Still Not Fixing the Army Corpsby Editors
New York Times, March 19, 2007
Readers will recall that the Democrats promised to upend the status quo as soon as they won majority control. But some things, it appears, are untouchable, among them the Army Corps of Engineers. Presented with another opportunity to reform the Corps -- its weaknesses exposed by the levee failures in New Orleans and other misjudgments predating Hurricane Katrina -- Democrats on the House transportation committee took a dive.
The committee approved a huge $40 billion water resources development bill that is loaded with pork-barrel projects dear to Congress's heart but, partly for that reason, is devoid of any serious reforms to an agency that over the years has inflated the economic payoffs of its projects while underestimating their potential damage to the environment. The measure, virtually identical to last year's Republican bill, seems assured of passage.
Hopes for reform now lie with the Senate, where John McCain and Russell Feingold are still seeking, against heavy odds, to require two major and essential changes in the way the corps does business. One would require truly independent review of the design, cost and environmental consequences of all corps projects costing more than $40 million.

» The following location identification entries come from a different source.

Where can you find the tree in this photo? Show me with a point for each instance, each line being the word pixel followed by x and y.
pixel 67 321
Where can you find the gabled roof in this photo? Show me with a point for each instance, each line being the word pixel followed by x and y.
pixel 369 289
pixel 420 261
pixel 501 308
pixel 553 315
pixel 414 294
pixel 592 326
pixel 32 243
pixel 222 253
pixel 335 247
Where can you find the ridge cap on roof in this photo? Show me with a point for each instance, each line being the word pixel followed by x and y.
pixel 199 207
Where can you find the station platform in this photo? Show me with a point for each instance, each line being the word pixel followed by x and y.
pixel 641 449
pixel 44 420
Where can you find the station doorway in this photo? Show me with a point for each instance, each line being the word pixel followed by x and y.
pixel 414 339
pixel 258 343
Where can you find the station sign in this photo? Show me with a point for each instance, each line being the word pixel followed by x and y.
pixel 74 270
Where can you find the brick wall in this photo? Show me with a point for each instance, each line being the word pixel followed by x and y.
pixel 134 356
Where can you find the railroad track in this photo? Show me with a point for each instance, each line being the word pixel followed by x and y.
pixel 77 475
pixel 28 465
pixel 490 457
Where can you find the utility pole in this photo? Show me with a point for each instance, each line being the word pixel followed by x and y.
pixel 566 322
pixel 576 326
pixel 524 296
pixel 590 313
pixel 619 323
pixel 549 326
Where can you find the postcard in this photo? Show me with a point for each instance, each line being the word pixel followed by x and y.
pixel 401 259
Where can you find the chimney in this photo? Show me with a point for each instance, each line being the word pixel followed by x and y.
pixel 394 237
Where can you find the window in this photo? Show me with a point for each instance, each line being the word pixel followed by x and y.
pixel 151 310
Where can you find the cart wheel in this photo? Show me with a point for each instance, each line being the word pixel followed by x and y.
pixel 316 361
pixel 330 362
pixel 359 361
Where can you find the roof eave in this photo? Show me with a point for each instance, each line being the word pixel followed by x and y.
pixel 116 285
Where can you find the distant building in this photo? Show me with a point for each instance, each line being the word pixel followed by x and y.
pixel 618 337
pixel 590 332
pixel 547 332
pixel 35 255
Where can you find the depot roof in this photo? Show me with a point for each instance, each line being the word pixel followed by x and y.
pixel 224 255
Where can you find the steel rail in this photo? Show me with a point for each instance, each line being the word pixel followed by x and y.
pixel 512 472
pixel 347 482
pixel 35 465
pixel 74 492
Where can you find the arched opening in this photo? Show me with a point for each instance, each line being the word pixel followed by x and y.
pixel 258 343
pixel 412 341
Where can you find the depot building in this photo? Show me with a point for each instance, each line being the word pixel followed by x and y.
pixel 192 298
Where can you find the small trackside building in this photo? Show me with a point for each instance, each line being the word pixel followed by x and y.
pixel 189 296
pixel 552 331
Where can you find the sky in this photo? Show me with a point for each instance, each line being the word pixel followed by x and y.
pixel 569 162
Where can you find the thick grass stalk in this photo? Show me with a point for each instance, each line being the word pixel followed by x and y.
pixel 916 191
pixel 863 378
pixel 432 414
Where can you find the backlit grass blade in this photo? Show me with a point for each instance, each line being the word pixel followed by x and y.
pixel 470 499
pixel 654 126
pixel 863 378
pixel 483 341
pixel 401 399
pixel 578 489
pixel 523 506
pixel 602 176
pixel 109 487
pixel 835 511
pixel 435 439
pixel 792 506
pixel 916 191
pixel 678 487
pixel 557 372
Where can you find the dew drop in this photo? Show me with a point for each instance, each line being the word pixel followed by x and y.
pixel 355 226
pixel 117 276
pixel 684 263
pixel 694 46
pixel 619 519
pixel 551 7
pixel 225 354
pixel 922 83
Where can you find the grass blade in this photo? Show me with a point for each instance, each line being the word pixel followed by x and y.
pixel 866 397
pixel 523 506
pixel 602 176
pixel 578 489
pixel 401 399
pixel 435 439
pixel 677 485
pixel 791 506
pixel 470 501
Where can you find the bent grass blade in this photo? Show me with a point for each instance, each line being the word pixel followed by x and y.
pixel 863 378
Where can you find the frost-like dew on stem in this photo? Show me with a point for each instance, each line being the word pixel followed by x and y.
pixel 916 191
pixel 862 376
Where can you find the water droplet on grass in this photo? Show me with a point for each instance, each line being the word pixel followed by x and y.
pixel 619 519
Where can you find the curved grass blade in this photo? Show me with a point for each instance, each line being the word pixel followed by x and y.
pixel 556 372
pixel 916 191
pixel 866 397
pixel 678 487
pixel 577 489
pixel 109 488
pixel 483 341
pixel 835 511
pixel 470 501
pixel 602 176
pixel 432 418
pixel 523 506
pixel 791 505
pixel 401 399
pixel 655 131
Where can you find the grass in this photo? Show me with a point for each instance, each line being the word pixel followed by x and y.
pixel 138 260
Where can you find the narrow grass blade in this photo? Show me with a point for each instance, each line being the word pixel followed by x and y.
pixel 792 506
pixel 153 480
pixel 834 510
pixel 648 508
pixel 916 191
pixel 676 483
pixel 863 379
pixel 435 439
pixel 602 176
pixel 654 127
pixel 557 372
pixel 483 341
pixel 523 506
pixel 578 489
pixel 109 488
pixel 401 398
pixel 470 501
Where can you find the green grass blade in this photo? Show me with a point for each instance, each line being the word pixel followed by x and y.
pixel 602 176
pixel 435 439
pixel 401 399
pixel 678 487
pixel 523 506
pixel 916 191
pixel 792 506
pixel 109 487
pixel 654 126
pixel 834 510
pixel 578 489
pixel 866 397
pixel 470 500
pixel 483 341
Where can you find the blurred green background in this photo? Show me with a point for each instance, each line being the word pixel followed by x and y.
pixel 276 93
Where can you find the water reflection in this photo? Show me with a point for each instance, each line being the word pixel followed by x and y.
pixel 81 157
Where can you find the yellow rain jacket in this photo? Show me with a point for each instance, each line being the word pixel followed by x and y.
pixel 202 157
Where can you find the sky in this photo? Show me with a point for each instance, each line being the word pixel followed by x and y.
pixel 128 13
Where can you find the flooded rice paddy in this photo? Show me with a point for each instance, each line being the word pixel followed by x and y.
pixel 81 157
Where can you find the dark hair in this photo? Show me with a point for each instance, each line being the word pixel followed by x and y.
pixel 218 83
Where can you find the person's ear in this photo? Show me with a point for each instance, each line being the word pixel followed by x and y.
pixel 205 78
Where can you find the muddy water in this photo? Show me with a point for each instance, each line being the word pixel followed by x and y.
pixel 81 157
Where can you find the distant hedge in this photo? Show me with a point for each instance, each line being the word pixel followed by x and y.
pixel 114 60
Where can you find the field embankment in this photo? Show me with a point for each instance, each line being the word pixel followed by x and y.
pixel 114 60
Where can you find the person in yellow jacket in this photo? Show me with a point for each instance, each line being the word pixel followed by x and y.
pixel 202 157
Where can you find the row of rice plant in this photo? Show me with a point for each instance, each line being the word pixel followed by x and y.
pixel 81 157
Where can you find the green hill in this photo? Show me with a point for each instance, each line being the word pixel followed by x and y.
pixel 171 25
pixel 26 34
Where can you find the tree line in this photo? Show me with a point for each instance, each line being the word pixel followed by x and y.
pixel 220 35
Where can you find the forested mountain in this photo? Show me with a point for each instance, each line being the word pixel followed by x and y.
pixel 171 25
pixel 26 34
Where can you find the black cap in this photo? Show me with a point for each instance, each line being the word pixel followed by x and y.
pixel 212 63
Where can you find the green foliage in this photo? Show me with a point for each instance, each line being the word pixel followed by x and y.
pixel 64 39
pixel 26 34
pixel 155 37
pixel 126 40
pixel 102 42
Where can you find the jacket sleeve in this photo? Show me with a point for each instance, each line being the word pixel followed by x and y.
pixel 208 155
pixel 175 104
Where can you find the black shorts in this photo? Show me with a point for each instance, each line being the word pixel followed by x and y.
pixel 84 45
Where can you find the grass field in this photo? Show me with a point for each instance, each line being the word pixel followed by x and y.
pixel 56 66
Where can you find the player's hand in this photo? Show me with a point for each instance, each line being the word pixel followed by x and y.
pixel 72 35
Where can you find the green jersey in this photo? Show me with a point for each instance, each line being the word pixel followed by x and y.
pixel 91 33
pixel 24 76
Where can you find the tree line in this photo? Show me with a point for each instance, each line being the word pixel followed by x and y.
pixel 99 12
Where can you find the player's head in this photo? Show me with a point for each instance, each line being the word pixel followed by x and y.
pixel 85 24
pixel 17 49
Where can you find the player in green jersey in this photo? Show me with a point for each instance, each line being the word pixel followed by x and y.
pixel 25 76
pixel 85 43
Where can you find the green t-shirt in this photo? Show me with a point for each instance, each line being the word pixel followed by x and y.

The second reform would require that projects be ranked by an inter-agency committee of experts in order of importance based on priorities like flood control and environmental restoration. This reform is aimed at Congress itself, since members tend to regard projects that benefit their own districts and electoral prospects as more important than any others, and are thus incapable of anything approaching dispassionate judgment,
If Senator Barbara Boxer, who leads the Environment and Public Works Committee, fails to persuade her colleagues to accept these provisions in committee, the two senators will try to attach them to the water resources bill on the Senate floor.
In addition to the usual ration of pork, the bill contains several very important provisions, including vital and long-overdue financing for the Everglades restoration project, as well as money to begin the essential task of rebuilding Louisiana's vulnerable coastal wetlands. But it would be a far better bill if the Democrats, as they promised, would put the interests of responsive government ahead of their own and finally fix the Army Corps.